Shantae: Half-Genie Hero doesn’t just deliver on the story front, as its gameplay is just as good. Like in the other games, players control Shantae as she explores a variety of action stages with the help of her unique abilities, such as the ability to transform into different animals so to be able to access otherwise inaccessible areas. As growth is, for the most part, a non-linear affair, with abilities getting unlocked by finding the corresponding relics, players may be forced to go back to cleared stages to find items required to complete quests and additional special powers. While annoying in most cases, this is hardly an issue in Shantae: Half-Genie Hero, thanks to the excellent level design.
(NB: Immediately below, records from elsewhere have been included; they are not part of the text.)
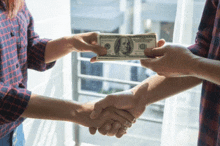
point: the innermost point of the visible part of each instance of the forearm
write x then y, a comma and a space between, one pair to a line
158, 88
41, 107
58, 48
207, 69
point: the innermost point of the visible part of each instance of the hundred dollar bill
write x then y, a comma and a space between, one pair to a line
126, 47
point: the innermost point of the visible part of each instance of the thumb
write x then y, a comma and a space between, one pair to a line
154, 52
99, 106
97, 49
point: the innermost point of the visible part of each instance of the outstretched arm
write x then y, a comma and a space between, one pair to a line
41, 107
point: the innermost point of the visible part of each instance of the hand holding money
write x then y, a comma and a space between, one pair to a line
126, 47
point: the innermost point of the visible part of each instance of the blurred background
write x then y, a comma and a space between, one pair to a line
74, 78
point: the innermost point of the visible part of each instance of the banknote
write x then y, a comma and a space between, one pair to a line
126, 47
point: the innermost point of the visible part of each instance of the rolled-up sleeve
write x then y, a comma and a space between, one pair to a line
13, 102
36, 48
204, 34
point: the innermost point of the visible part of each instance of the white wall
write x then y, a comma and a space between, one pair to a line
52, 20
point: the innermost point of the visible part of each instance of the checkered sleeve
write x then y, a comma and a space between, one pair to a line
13, 102
204, 34
36, 47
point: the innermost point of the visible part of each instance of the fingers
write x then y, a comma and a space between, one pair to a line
121, 132
99, 106
158, 51
161, 42
115, 128
106, 128
125, 114
92, 130
93, 60
109, 114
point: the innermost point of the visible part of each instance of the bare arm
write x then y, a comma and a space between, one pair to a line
41, 107
208, 69
158, 87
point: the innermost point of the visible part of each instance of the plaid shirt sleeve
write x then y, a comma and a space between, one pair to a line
204, 34
36, 47
13, 102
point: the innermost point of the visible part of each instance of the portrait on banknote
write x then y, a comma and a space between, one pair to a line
123, 46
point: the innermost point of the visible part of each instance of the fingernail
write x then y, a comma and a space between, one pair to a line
134, 120
118, 125
125, 128
128, 123
93, 114
107, 127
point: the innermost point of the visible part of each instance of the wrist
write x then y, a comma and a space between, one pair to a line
194, 69
82, 115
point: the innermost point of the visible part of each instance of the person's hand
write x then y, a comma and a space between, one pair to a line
108, 115
129, 103
87, 42
169, 60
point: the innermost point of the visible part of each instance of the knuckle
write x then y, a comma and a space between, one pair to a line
107, 113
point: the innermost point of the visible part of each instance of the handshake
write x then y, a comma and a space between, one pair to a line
112, 115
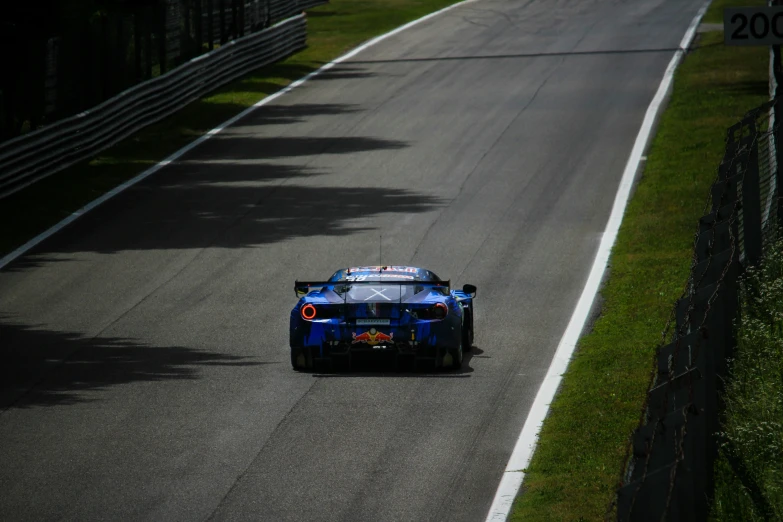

It’s hard to pinpoint what specifically makes Shantae: Half-Genie Hero’s levels so engaging, as they flow in such a way that it’s clear how every element has been placed in a certain location for a very specific reason, whether it’s an enemy, an obstacle, a platform. Stages are also extremely varied, usually built around a specific mechanic that evolves as the stage proceeds. Interestingly enough, some stages can also be played differently depending on the acquired powers; Mermaid Falls, for example, has a layered design that allows players to play through the stage normally or by going underwater with the right transformation. With most stages having been designed this way to accommodate Shantae’s powers, playing through them multiple times never feels tiring.
Even fighting enemies is quite varied, with Shantae having multiple options outside of her standard hair whipping attack. For the first time ever in the series, the half-genie has access to a variety of elemental spells, which can be upgraded to increase range, potency and more, as well as special attacks that can be performed in the right animal form. Using different offensive abilities is also a must in some stages, due to the way enemies are placed, a reminder of the game’s excellent level design. Boss battles, while on the easy side, are also extremely varied, forcing players to uncover the bosses’ weak spots by performing different actions such as destroying shackles, loading cannons and much more.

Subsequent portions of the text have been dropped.